Angela was placed on a transplant list, and on December 29, 2011, she received the ground-breaking quadruple transplant.  Because of Angela’s small size and the combination of the organs needed, Angela’s new liver, pancreas, and kidneys all came from a single donor.  The organs were left in a “block,” almost as if they were all one organ.

The surgery was the first to ever be performed on a child – and the first to be used to treat WRS.  Liver transplants had previously been considered to treat the disease, but surgeons never followed through with them for fear of complications with other organs.  But because the surgeons transplanted all the organs at once, the complications were minimized as much as possible.

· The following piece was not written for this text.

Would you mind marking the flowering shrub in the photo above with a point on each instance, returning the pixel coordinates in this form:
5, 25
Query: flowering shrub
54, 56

Initially, Angela started to reject the organs – but the doctors were prepared and treated the issue with anti-rejection meds, and she has since fully recovered. She was discharged from Holtz at the end of February.

Angela no longer needs insulin treatment, and the only evidence of her innovative surgery is a slightly protruding belly, which houses two pancreases, a new liver and four kidneys.

The surgeons hope Angela’s story will not be the only one of its kind and that more transplants like hers can be done in the future.

“The surgery itself might benefit other children who might need this combination,” Tzakis said.  “It might give hope to children with this syndrome - that there might be at least one solution that can prolong their life.  For the first time, we have a sense of enjoyment about this whole process.   Seeing the child looking well and the family being relieved, this is the first time I feel joy for having done this procedure.”

The Bushi family, who live in Jacksonville, Fla., are also joyous to have Angela back home and feeling better.  They said they look forward to seeing Angela live a long and healthy life.

“She’s a normal child again, and we can do everything like normal parents,” Valbona said.  “She even wants to be a doctor when she grows up.”